O TC optou, porém, por uma solução ‘fora da caixa’, declarando a inconstitucionalidade da Lei da Isenção, na parte em que ultrapassa a solução dada pela norma que, aprovada posteriormente, reuniu maior consenso entre os diretamente visados, e ‘reduzindo’ a lei inconstitucional, de modo a estabelecer que os lojistas teriam direito, não à isenção do pagamento da remuneração fixa, mas sim a uma redução proporcional à redução da faturação mensal, até ao limite de 50% do valor da remuneração fixa, quando os estabelecimentos tenham uma quebra do volume de vendas mensal face ao volume de vendas do mês homólogo do ano de 2019, ou na sua falta, ao volume médio de vendas nos seis meses antecedentes ao Decreto do Presidente da República de 18 de março (que decretou o primeiro estado de emergência) ou de período inferior, se aplicável.

Com esta decisão, cujos efeitos não foram limitados e, logo, tem eficácia retroativa, é reconhecido, aos proprietários dos centros comerciais, o direito a exigir o pagamento de, pelo menos, 50% do valor das remunerações fixas que, por obediência à Lei da Isenção, creditaram a 100% no passado ou não faturaram.

Como o setor dos centros comerciais é dinâmico e evolutivo, muito avançou, entretanto, desde a publicação da Lei da Isenção. Foram alcançados acordos e entendimentos entre os proprietários e vários lojistas, sempre com o objetivo de retomar as vendas paralisadas durante a pandemia, na confluência inevitável entre quem partilha um objetivo comum.
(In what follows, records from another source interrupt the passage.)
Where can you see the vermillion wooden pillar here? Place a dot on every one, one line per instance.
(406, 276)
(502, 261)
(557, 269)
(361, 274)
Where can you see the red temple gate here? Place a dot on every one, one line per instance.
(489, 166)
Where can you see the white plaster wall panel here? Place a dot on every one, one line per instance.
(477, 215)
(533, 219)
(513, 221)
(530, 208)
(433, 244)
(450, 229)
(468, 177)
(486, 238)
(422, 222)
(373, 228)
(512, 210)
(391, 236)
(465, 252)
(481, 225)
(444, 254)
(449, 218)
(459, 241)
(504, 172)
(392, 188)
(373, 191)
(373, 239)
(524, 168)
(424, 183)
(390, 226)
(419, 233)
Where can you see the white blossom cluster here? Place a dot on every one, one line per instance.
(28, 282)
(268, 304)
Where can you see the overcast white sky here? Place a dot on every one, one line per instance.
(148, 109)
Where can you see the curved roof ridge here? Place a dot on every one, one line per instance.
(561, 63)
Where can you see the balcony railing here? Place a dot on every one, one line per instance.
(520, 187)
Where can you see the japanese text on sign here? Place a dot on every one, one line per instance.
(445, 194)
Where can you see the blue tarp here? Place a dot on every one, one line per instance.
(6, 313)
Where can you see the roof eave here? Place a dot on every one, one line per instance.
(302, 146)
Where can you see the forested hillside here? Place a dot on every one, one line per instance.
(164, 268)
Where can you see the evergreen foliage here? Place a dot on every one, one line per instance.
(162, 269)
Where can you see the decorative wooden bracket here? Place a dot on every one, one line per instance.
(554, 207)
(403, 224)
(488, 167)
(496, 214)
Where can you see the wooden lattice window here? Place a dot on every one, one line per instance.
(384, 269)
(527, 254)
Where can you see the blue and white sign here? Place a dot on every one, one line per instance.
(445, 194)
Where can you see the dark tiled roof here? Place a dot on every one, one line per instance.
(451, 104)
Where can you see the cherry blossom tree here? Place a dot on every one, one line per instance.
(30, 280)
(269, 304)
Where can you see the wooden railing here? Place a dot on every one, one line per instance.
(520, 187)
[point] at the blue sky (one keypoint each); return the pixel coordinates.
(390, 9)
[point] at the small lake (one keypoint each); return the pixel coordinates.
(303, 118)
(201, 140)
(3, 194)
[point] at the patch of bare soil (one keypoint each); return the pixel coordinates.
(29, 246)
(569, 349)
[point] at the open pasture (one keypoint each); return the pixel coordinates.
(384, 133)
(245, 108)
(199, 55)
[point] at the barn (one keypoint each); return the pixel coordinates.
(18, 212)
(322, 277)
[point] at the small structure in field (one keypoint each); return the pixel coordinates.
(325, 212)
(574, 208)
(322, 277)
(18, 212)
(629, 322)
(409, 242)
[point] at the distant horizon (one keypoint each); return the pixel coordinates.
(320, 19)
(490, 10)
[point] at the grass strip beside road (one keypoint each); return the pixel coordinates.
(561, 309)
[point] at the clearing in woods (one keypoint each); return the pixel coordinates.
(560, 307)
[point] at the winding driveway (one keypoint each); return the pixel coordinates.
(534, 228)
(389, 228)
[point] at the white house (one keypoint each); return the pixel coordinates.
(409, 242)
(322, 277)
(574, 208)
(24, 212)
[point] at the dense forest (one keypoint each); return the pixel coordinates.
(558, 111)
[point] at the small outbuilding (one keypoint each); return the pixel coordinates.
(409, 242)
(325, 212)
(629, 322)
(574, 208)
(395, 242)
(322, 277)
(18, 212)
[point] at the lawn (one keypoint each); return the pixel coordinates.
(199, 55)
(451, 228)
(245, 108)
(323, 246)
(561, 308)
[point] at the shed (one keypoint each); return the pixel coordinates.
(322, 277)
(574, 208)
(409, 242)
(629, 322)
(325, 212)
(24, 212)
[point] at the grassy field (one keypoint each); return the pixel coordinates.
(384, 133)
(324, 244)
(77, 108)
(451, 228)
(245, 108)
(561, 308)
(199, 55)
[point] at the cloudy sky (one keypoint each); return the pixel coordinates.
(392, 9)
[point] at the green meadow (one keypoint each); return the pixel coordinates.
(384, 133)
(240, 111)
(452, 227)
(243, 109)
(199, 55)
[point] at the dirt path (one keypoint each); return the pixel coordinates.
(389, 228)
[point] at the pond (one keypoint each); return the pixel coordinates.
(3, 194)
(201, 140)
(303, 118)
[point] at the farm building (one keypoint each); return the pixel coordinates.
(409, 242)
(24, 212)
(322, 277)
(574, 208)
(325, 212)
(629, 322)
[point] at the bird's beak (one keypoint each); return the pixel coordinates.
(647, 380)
É o mercado a funcionar.

Que ‘a justiça tarda, mas não falha’ é uma das frases recorrentes que, à força de tanto se repetirem, se tornam verdades instaladas e que, claro está, voltámos a ouvir quando foi proferida a decisão do TC.

Soa a prémio de consolação. E é. Porque se a justiça tarda, é menos justa e porque os efeitos da injustiça já se produziram e o dano se instalou.

A justiça não é exclusiva dos tribunais que agem no seu tempo e modo. Uma lei inconstitucional é uma lei intrinsecamente injusta e é com a criação de uma lei injusta que a justiça começa a correr atrás do prejuízo.

O acórdão do TC obriga a reabrir processos, revisitar números e ponderar os termos em que se executará a decisão. Melhora a posição do Estado, nas ações contra o mesmo, propostas por alguns proprietários, que agora terão de alterar e reduzir o seu pedido e pressiona todos os proprietários que tenham ou pretendam interpor ações contra o Estado, uma vez que, para demonstrarem o seu prejuízo, terão de percorrer o caminho pelo pagamento dos valores que, nos termos do acórdão, têm direito a exigir. É como fazer um roque no jogo de xadrez.